Not so very long ago, I made my living writing code. My colleagues and I did our best to understand what our customers needed, and to write code that was easy for other programmers to understand, solid, defect free.  When our managers asked us how long it would take to create a new feature or modify and existing program, we studied the problem, considered how much code we’d need to write or change, how we’d integrate the new functions with existing functions, and what sort of testing would allow us to feel confident our work was complete and correct.

Our managers were often not satisfied with our estimates.  They wished we could deliver working software more quickly.  They suggested we were exaggerating how complicated the work was.  They hinted we were padding our estimates, and spoke sternly of work expanding to fill the available time.  Then they revised the estimates to fit their desires and handed down a due date.

Strangely enough, the work usually took longer than the managers wished it would.  Our managers contemplated the gap between wished-for and actual delivery and pronounced us not sufficiently productive.

And so the quest to improve our productivity began.  First it was CASE tools.  They were supposed to improve productivity by an order of magnitude (they did not).  Then came Rapid Application Development (apparently the managers stopped reading after “Rapid”).  The next improvement, Object Oriented programming, was supposed to save the day (it did change the way we think about programming).  When I left that company, the productivity pill was a development methodology that took up an entire 4-foot bookshelf.

And the quest to improve productivity in software organizations marches on.  More and more often, the quest includes some flavor of Agile Methods, and a promise of hyper-productivity, quick delivery, and change for free.

Agile methods can help achieve business results, get software out the door faster, adjust to new priorities, and dramatically reduce the number of errors that reach the customer.

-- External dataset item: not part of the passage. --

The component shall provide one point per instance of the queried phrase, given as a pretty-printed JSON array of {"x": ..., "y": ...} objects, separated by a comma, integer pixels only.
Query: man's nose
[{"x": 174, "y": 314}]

Agile encourages close collaboration with a product owner or customer (whether that’s an internal customer proxy, product owner or an end-user of the software). This helps teams understand the customer and his context, so they can make better decisions about feature design. Short iterations and frequent demonstrations of working features keeps development close to customer needs and wants.

Agile methods encourage planning based on demonstrated capacity, using agile methods can help prevent cost overruns and help managers make decisions to continue funding feature development–or not. Iteration planning and tracking story points helps teams and management understand capacity. Without this information, plans are merely wishes.  Armed with such information, managers have the opportunity to review progress and viability at the end of every iteration.

Working in short iterations to produce working software can allow a company to realize revenue early; when teams finish small chunks of features each iteration, it’s no longer necessary to wait until all the features are completed to test and deploy. Every feature slice is tested and ready for customer acceptance at the end of the iteration. When the slices add up to a marketable set, managers can choose to release.

Agile engineering practices such as automated unit and customer tests, pair programming, and frequent integration find errors early which reduces the number of defects released to the customer. That results in lower support costs, find and fix costs and bad press generated by buggy products. Practices such as simple design, Test Driven Development and refactoring keep the design flexible and clean, avoiding design degradation and escalating costs for future changes.

Many teams who use agile methods are building strong cross-functional teams and report that their satisfaction with work-life and work/life balance is higher. Working at a sustainable pace and re-establishing pride in work bring intrinsic motivation. That makes it easier to attract and retain employees.

But when agile methods—extreme programming, scrum, kanban or some combination there of—are imposed as a way to “fix” perceived programmer productivity problems, the effort almost always fails.  Sheep-dip training programs, “going agile” by decree and cherry-picking the agile practices that don’t seem difficult won’t achieve great results.

No method, or set of methods can improve results unless managers also change the way they do their work.

Managers need to get organizational systems working.  Managers must do the hard work of understanding the market, their customers, and make difficult choices about what work to do and what work not to do.  Managers need to study how teams and organizations really function and then create systems and environments that don’t hinder people from doing work.

Writing software is hard.  Agile methods can help.  But they are not a silver bullet.  And no method can improve productivity unless management also changes.